Following this but predicting $A$ instead of $B$

$$ \ln( \text{Odds}(A=1 \vert B)) = \beta_0 + \beta_1 B $$

Then $\beta_0$ is found from the log odds of $A$ being 1 when $B=0$, which is $\ln( 95/443) = -1.54$. So the odds of $A$ given $B=0$ are $95/443$.

Then for $\beta_1$ we have the log odds of $A$ when $B=1$ which is $\ln( 27 / 44 ) = -0.49$. Meaning that for a unit increase in $B$ the odds change by $(27/44)\div(95/443) \approx 2.9$. About three times larger if we predict $A$ from $B$, which matches the change in predicting $B$ from $A$.

Answer 1

You need to choose whether $A$ or $B$ is your dependent/explained/left-hand-side/$y$-variable.
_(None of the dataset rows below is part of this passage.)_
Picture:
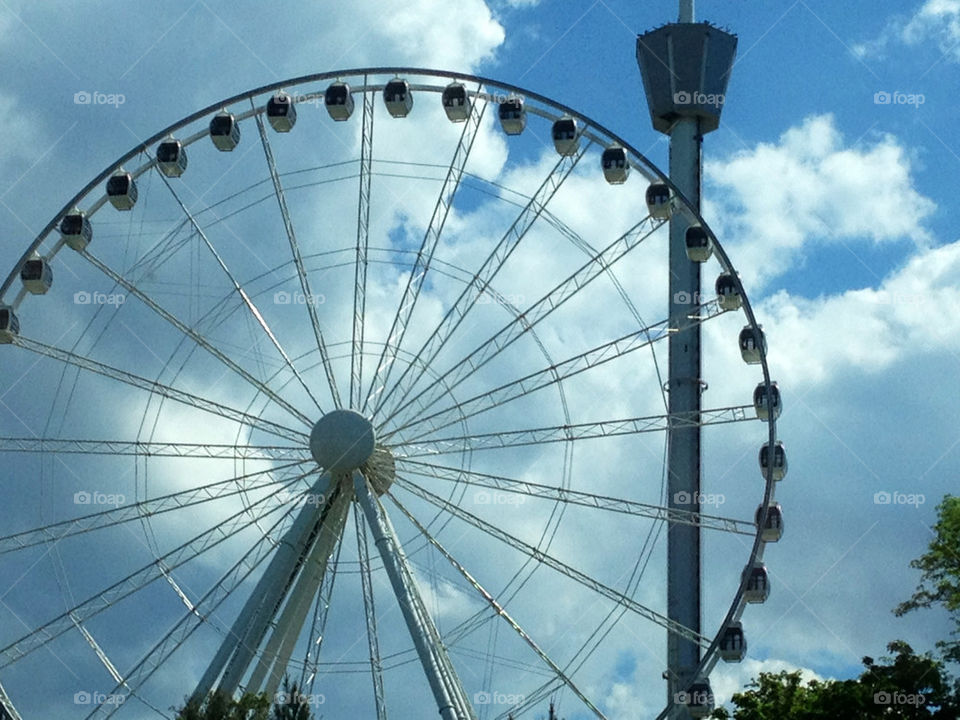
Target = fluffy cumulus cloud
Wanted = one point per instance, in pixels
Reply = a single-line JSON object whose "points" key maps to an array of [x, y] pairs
{"points": [[870, 329], [936, 21], [812, 185]]}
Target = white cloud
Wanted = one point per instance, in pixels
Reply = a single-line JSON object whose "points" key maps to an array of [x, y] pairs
{"points": [[935, 20], [812, 186]]}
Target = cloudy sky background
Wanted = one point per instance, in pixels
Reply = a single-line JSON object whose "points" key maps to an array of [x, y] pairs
{"points": [[836, 209]]}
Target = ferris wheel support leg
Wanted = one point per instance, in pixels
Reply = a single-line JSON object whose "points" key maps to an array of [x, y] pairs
{"points": [[683, 485], [239, 646], [447, 690], [273, 662]]}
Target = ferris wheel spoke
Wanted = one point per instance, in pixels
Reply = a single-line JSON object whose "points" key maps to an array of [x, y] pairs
{"points": [[596, 266], [56, 532], [544, 559], [370, 612], [446, 686], [424, 257], [193, 335], [575, 497], [247, 301], [298, 261], [154, 386], [363, 241], [551, 375], [481, 279], [571, 432], [72, 446], [500, 610], [200, 612], [137, 580]]}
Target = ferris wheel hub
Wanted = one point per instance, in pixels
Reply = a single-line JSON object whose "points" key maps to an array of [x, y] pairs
{"points": [[342, 441]]}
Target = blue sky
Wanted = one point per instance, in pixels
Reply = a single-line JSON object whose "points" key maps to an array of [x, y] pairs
{"points": [[838, 209]]}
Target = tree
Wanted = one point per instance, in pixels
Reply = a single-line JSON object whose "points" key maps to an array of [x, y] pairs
{"points": [[940, 578], [221, 706], [907, 686]]}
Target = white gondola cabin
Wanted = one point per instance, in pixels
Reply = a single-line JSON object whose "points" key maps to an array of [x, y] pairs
{"points": [[751, 343], [339, 101], [659, 201], [733, 643], [699, 699], [773, 528], [172, 157], [9, 324], [224, 131], [615, 165], [76, 230], [757, 589], [281, 112], [699, 244], [36, 275], [513, 115], [456, 102], [779, 460], [728, 292], [398, 98], [765, 405], [122, 190], [566, 136]]}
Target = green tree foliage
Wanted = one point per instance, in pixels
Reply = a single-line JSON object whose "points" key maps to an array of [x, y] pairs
{"points": [[940, 578], [221, 706], [907, 686]]}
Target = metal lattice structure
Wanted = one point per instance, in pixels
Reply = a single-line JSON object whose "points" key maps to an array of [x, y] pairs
{"points": [[428, 363]]}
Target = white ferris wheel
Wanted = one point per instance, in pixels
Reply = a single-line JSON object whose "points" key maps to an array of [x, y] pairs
{"points": [[364, 397]]}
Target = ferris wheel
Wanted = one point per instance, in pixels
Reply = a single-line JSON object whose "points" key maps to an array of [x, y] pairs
{"points": [[368, 395]]}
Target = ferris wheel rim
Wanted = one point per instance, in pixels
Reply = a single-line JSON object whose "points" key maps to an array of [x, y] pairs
{"points": [[756, 554]]}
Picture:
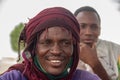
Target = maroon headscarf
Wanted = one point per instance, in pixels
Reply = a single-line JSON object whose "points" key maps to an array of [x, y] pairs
{"points": [[50, 17]]}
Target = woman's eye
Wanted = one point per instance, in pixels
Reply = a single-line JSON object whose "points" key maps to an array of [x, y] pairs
{"points": [[66, 43], [46, 42]]}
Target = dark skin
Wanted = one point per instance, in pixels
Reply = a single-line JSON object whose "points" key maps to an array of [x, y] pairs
{"points": [[54, 49], [89, 33]]}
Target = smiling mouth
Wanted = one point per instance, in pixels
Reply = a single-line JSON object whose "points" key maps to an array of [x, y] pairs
{"points": [[56, 63]]}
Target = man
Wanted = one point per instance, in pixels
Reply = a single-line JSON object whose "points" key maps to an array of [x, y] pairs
{"points": [[52, 49], [99, 54]]}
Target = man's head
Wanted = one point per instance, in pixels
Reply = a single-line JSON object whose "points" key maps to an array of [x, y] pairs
{"points": [[89, 22], [53, 36]]}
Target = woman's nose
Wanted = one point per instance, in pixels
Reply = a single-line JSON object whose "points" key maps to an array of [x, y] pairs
{"points": [[56, 49]]}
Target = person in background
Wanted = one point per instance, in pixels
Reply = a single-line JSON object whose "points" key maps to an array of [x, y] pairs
{"points": [[96, 55], [52, 48]]}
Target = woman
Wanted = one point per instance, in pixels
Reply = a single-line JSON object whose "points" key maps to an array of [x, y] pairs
{"points": [[52, 48]]}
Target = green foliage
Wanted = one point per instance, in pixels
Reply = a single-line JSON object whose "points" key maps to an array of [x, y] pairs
{"points": [[14, 37]]}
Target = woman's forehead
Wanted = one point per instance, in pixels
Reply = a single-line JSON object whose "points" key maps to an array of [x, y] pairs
{"points": [[56, 32]]}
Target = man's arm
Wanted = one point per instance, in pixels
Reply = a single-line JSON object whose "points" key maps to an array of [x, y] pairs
{"points": [[89, 56]]}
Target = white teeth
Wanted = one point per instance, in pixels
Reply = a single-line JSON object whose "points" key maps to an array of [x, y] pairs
{"points": [[55, 61]]}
Let's say $B$ is the variable you want to explain, and $A$ is the variable with which you explain $B$. So now you can write the regression as:

$\ln(Odds(B=1|A))= \beta_0+\beta_1A$

So $\beta_0$ is a constant, so it is the log odds of $B$ being 1 when all $x$-variables (in this case just $A$) equal 0. The odds is the number of successes per failure, which in your example is $\frac{44}{443}\approx0.10$. Taking the log of that will give us $\beta_0$, which for your table is approximately $-2.3$.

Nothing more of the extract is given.